Nathan Clark Jr. (February 28, 1933 – February 9, 2005) was an American football halfback who played college football at Hillsdale College from 1953 to 1956. He led Hillsdale to consecutive undefeated seasons in 1955 and 1956 and was selected as a first-team back on the Little All-America teams in both years. He also led the country in scoring with 144 points scored in 1955.

==Early life==
Clark was born in Hawkinsville, Georgia, and raised in Benton Harbor, Michigan. He overcame a speech impediment.

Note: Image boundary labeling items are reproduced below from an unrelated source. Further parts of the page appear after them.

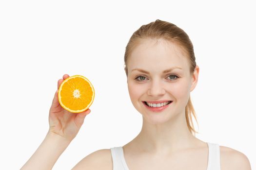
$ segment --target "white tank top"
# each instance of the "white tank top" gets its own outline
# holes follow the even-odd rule
[[[220,170],[219,145],[207,142],[208,146],[208,162],[206,170]],[[111,148],[113,164],[113,170],[129,170],[121,146]]]

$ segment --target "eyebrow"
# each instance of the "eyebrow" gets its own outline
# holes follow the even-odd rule
[[[176,68],[178,68],[178,69],[182,69],[182,68],[180,68],[178,67],[173,67],[173,68],[169,68],[168,69],[166,69],[164,71],[163,71],[163,73],[167,73],[169,71],[172,71],[172,70],[174,69],[176,69]],[[143,72],[144,73],[146,73],[146,74],[149,74],[149,72],[148,71],[145,71],[145,70],[143,70],[143,69],[140,69],[140,68],[135,68],[134,69],[133,69],[132,70],[132,71],[134,71],[134,70],[138,70],[138,71],[140,71],[141,72]]]

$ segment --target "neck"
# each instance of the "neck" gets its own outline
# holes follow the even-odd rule
[[[152,153],[193,148],[199,140],[189,131],[185,111],[160,124],[150,123],[143,117],[141,130],[134,140],[138,148]]]

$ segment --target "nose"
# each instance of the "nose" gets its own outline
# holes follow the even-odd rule
[[[147,94],[149,96],[159,96],[164,95],[165,90],[162,84],[162,82],[159,81],[153,81],[147,91]]]

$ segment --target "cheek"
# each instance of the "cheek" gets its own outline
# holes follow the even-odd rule
[[[132,101],[137,100],[143,93],[143,88],[141,88],[139,85],[136,85],[135,83],[128,84],[128,87],[129,91],[129,94]]]

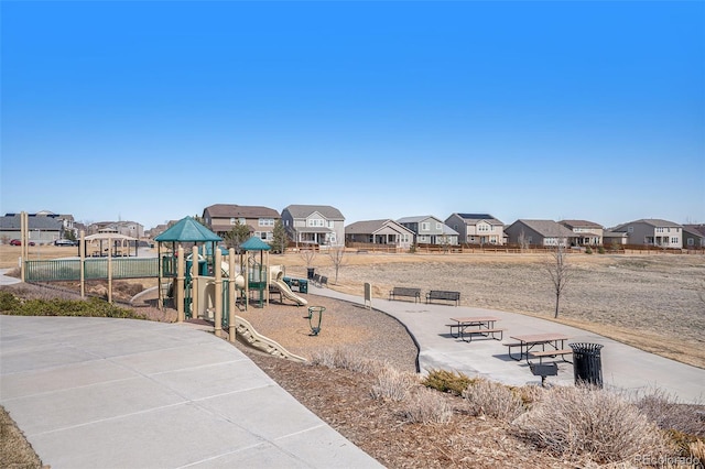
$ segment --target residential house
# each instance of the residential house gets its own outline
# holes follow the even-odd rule
[[[629,242],[626,232],[605,230],[603,232],[603,246],[605,248],[622,249]]]
[[[553,220],[517,220],[505,228],[510,244],[521,247],[568,247],[575,233]]]
[[[659,248],[683,248],[683,226],[658,218],[642,218],[611,229],[627,233],[628,244]]]
[[[28,214],[28,236],[31,242],[36,244],[48,244],[64,237],[64,223],[57,216],[46,215],[46,212]],[[21,214],[6,214],[0,217],[0,240],[3,243],[12,239],[20,239],[22,236]]]
[[[603,246],[605,229],[601,225],[586,220],[561,220],[558,223],[575,233],[577,246]]]
[[[462,243],[505,243],[505,223],[489,214],[453,214],[446,218],[445,225],[457,231]]]
[[[97,233],[118,233],[141,239],[144,237],[144,226],[137,221],[98,221],[88,225],[86,234]]]
[[[414,242],[417,244],[458,243],[458,232],[432,215],[404,217],[397,222],[414,232]]]
[[[705,248],[705,225],[683,225],[683,248]]]
[[[414,241],[414,232],[390,219],[356,221],[345,227],[345,241],[394,246],[408,250]]]
[[[296,246],[345,246],[345,217],[328,205],[290,205],[282,210],[286,233]]]
[[[274,223],[279,219],[279,211],[259,206],[216,204],[203,210],[205,226],[219,237],[240,223],[250,228],[250,236],[270,242],[274,239]]]

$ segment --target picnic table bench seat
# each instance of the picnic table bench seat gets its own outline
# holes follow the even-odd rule
[[[460,337],[460,336],[468,336],[470,338],[470,340],[468,340],[469,342],[473,341],[473,335],[474,334],[480,334],[482,336],[487,336],[489,337],[489,335],[491,334],[492,339],[495,340],[502,340],[503,336],[505,336],[505,330],[506,329],[498,329],[498,328],[491,328],[491,329],[485,329],[485,328],[480,328],[480,329],[462,329],[463,327],[467,327],[463,324],[446,324],[446,327],[451,328],[451,336],[453,337]],[[458,329],[457,332],[453,334],[453,329]],[[460,334],[460,330],[463,330],[463,334]],[[495,336],[496,334],[499,334],[499,339]]]
[[[389,299],[397,299],[398,296],[406,296],[414,298],[414,303],[421,301],[421,288],[413,288],[408,286],[394,286],[389,292]]]
[[[434,299],[455,302],[455,306],[458,306],[460,304],[460,292],[449,292],[446,290],[432,290],[429,293],[426,293],[426,303],[431,303]]]
[[[568,362],[568,360],[565,359],[566,355],[572,355],[573,353],[573,349],[562,349],[562,350],[536,350],[536,351],[530,351],[529,352],[529,357],[532,358],[538,358],[539,359],[539,363],[542,363],[543,359],[545,357],[551,357],[551,358],[555,358],[555,357],[561,357],[561,359],[565,362]]]

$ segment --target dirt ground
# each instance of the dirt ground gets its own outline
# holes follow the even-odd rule
[[[17,266],[19,247],[0,246],[0,268]],[[31,247],[30,259],[74,255],[75,248]],[[388,297],[393,286],[460,292],[462,304],[552,319],[555,291],[550,254],[448,253],[386,254],[346,252],[336,266],[325,252],[311,266],[328,276],[329,287]],[[571,279],[556,320],[605,335],[663,357],[705,368],[705,255],[585,254],[567,257]],[[271,254],[285,275],[306,277],[297,253]],[[155,283],[133,281],[143,287]],[[100,284],[91,288],[105,294]],[[132,292],[130,288],[126,291]]]

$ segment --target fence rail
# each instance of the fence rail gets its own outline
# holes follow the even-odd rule
[[[159,276],[159,260],[149,259],[113,259],[111,261],[112,279],[150,279]],[[28,282],[79,281],[82,263],[79,259],[26,261],[24,276]],[[107,259],[86,259],[85,280],[108,279]]]

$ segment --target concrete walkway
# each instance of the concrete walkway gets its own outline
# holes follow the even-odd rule
[[[381,467],[183,324],[0,316],[0,405],[52,469]]]
[[[364,305],[362,296],[346,295],[330,288],[308,284],[308,293]],[[310,295],[311,296],[311,295]],[[315,298],[310,297],[310,304]],[[605,388],[632,392],[659,389],[672,399],[687,403],[705,403],[705,370],[648,353],[597,334],[564,326],[551,320],[494,309],[425,304],[408,301],[372,298],[372,307],[395,317],[416,340],[420,348],[419,364],[429,369],[455,370],[470,377],[480,375],[511,385],[540,383],[525,360],[519,362],[508,356],[505,342],[512,335],[562,332],[566,342],[601,343],[603,382]],[[335,312],[329,312],[335,314]],[[471,342],[455,339],[446,326],[452,317],[496,316],[496,327],[506,329],[503,340],[474,338]],[[325,318],[324,318],[325,332]],[[479,336],[476,336],[479,337]],[[512,353],[518,350],[513,349]],[[574,384],[573,366],[558,360],[558,375],[546,378],[546,384]]]

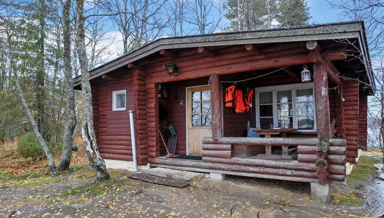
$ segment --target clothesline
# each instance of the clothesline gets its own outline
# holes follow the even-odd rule
[[[276,70],[272,71],[272,72],[268,72],[267,74],[264,74],[263,75],[258,76],[257,77],[254,77],[254,78],[252,78],[246,79],[245,80],[239,80],[238,81],[220,81],[220,82],[221,82],[222,83],[240,83],[240,82],[241,82],[246,81],[247,80],[253,80],[254,79],[259,78],[259,77],[264,77],[264,76],[269,75],[269,74],[273,74],[273,73],[277,72],[278,71],[279,71],[279,70],[281,70],[282,69],[284,69],[285,68],[287,68],[287,67],[289,67],[289,66],[290,66],[290,65],[286,66],[285,66],[284,67],[282,67],[282,68],[280,68],[279,69],[277,69]]]

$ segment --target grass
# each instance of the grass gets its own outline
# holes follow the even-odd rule
[[[352,172],[347,175],[347,184],[358,186],[369,183],[377,174],[377,168],[373,166],[380,161],[373,157],[361,156]]]
[[[89,172],[83,172],[83,173],[80,173],[76,176],[75,176],[76,178],[85,178],[85,179],[88,179],[90,178],[92,178],[92,177],[95,176],[95,173],[92,171],[89,171]]]
[[[352,172],[347,175],[347,186],[335,187],[332,195],[333,204],[344,204],[353,206],[361,206],[364,201],[359,192],[354,189],[362,187],[365,184],[372,182],[377,174],[377,168],[374,164],[380,160],[373,157],[362,156],[359,159],[358,164],[353,167]]]
[[[332,195],[332,204],[345,204],[359,207],[364,203],[358,194],[352,191],[338,190]]]
[[[89,176],[90,173],[86,172],[78,175],[76,177],[83,178],[83,176]],[[90,172],[93,173],[93,172]],[[120,179],[117,179],[116,177],[122,174],[121,172],[115,171],[110,174],[111,179],[107,181],[95,181],[72,187],[70,189],[66,191],[61,195],[65,198],[76,195],[89,195],[93,197],[97,197],[103,195],[113,194],[114,192],[114,188],[122,186]],[[93,176],[94,176],[93,173]]]

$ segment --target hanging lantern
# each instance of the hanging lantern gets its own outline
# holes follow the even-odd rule
[[[165,64],[163,66],[167,68],[167,71],[169,74],[170,77],[171,77],[172,74],[174,74],[175,77],[177,77],[179,72],[177,72],[177,65],[176,63]]]
[[[301,71],[301,82],[309,82],[311,81],[311,71],[307,68],[305,64],[303,67],[304,69]]]

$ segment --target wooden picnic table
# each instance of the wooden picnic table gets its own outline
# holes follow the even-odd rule
[[[281,134],[281,137],[286,137],[287,133],[293,133],[297,131],[297,129],[289,128],[279,128],[279,129],[254,129],[252,130],[259,135],[264,135],[266,138],[270,138],[271,135],[278,135]],[[289,158],[290,156],[288,155],[289,152],[288,146],[282,146],[282,155],[281,157],[283,158]],[[265,146],[265,154],[266,155],[272,155],[272,146]]]

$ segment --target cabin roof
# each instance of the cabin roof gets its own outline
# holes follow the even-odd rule
[[[263,44],[314,40],[355,39],[360,50],[369,57],[364,23],[354,21],[321,24],[312,24],[255,30],[222,32],[185,37],[159,38],[130,53],[111,60],[90,71],[90,79],[122,67],[162,49],[243,44]],[[364,59],[365,61],[366,59]],[[364,63],[368,80],[373,84],[370,60]],[[81,84],[81,77],[74,79],[74,86]]]

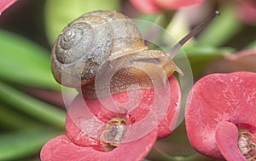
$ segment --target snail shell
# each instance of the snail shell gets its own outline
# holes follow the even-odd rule
[[[113,75],[114,68],[119,70]],[[165,77],[177,70],[166,53],[148,50],[131,20],[115,11],[88,13],[68,24],[53,47],[51,69],[57,82],[82,86],[87,98],[96,97],[96,90],[107,95],[109,88],[114,94],[132,84],[155,87],[164,83],[160,70],[164,70]],[[96,87],[95,78],[100,69],[105,70]]]

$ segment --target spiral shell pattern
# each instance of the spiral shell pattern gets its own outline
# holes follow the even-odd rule
[[[52,50],[51,68],[62,85],[93,82],[106,60],[147,49],[141,33],[126,16],[115,11],[85,14],[66,26]]]

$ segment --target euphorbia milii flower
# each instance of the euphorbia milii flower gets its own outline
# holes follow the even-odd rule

He excelled in sports and appeared in every football game for Benton Harbor High School from 1949 to 1952. He was twice selected as an all-state player. He was also a Golden Gloves champion of Michigan. He compiled a 42–2 record as a boxer.

==Hillsdale College==
Clark enrolled at Hillsdale College in the fall of 1953. He was the scoring leader for Hillsdale in 1953 with six touchdowns and one extra point in seven games played. As a sophomore in 1954, he was the top scorer in the Michigan Intercollegiate Athletic Association.

In 1955, Clark rushed for 949 yards and led all of college football with 144 points (24 touchdowns) scored in nine games played. His 144 points led small college football by 36 points over the second-highest scorer. It was also the highest point total scored by a football player in Michigan since Willie Heston in the early 1900s. At the end of the season, he was selected by the Associated Press as a first-team back on the 1955 Little All-America college football team.

The 1955 Hillsdale team was invited to play in the 1956 Tangerine Bowl, but the players unanimously decided to decline the invitation after bowl officials advised that Hillsdale's four black players (Clark included) would not be allowed to play. Clark later recalled: "I felt bad for the team because it deprived them of the opportunity to play in the bowl, but I was proud of the guys who made the decision because we couldn’t go as a team."

Clark was chosen as co-captain of the 1956 Hillsdale team. With defenses focusing on Clark, his scoring declined, but the extra coverage focused on Clark opened up room for other backs, and Hillsdale coach Muddy Waters opined that Clark played "the best of his four seasons" in 1956. He helped lead Hillsdale to its second consecutive undefeated season and was again included on the first team of the Little All-America team.

==Family and later years==

Clark was married in 1956 to his high school sweetheart, Lucille Butler. They had four children.

In June 1957, Clark received his bachelor's degree in physical education from Hillsdale. He attended camp with the Green Bay Packers, but he hurt his knee and was cut in August 1957.

He also returned to boxing in 1957. Clark and his family moved to Detroit in 1969, where he worked for a construction company. He was inducted into Hillsdale's athletic hall of fame in 1998.

Clark suffered from diabetes in his later years. He died in 2005 at age 71.